276. Status Report on Antarctica1

The U.S. on May 2, 1958 proposed to 11 other countries participating in the Antarctic program of the International Geophysical Year that they join with the U.S. in a Conference on Antarctica. The countries were Argentina, Australia, Belgium, Chile, France, Japan, New Zealand, Norway, Union of South Africa, USSR, and the United Kingdom. The purpose of the Conference is to negotiate a treaty providing for freedom of scientific investigation and continuation of international scientific cooperation in Antarctica and ensuring that Antarctica be used for peaceful purposes only. The Conference was to be convened at an early date at such place as might be mutually ageeable. All 11 countries accepted the U.S. invitation to participate in the conference.

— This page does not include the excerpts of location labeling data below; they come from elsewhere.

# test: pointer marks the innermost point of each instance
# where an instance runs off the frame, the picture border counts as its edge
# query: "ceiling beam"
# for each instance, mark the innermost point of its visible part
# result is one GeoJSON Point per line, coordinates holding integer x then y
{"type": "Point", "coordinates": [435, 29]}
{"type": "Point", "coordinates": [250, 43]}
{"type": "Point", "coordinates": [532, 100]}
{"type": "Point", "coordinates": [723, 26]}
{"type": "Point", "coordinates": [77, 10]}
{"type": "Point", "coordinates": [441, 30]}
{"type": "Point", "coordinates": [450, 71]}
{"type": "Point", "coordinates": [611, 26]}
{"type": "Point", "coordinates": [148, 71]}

Since June 13, 1958, informal meetings have been held once or twice a week,2 for the most part in the Board Room of the National Academy of Sciences building, among representatives of the Embassies [Page 506] in Washington of the eleven countries and the U.S. to reach mutual agreement on time and place of the conference and on other procedural matters. It was the hope of most of the representatives, except the Soviet, that in these meetings preliminary agreement could be reached on some of the substantive questions pertaining to the treaty. The Soviet representative has consistently refused to discuss substantive matters except in the conference itself. He has also insisted at every occasion that all other countries which desire to do so be invited to participate in the conference. This position is opposed by all the other countries invited by the U.S.

The group has tentatively agreed upon Washington as the site of the Conference. Efforts to agree upon a date, however, have been unsuccessful mainly because of Australian insistence that more preparatory work must first be accomplished before a conference date can be set. Both the U.K. and Australia also insist that an understanding must first be reached with the USSR that participation be limited to the 12 invited by the U.S. Both fear that if the Conference convenes during the U.N. General Assembly the USSR will walk out of the Conference and immediately bring up the question of participation before that assembly. (India has already placed the subject of Antarctica on the provisional agenda of the General Assembly but later indicated it would not press for inclusion of the item in the agenda.) The Chilean and Argentine representatives have insisted that if the informal working group now meeting does not agree on an early date for the Conference (October 23 has been proposed) this failure will surely cause the General Assembly to take up the question. Chile and Argentina, which would both consider U.N. discussion of Antarctica as interference in their domestic affairs, would likely refuse to participate in any U.N. discussion of Antarctica. Efforts are now being made to overcome these procedural difficulties.

Earl H. Luboeansky
Office of Inter-American
Regional Political Affairs
  1. Source: Department of State, Central Files, 702.022/8–2458. Confidential. Addressed to the Department of State Duty Officer. The source text is initialed by Murphy and bears the notation “Sec saw.”
  2. Memoranda of the 14 meetings held between June 13 and August 20 are ibid., 702.022.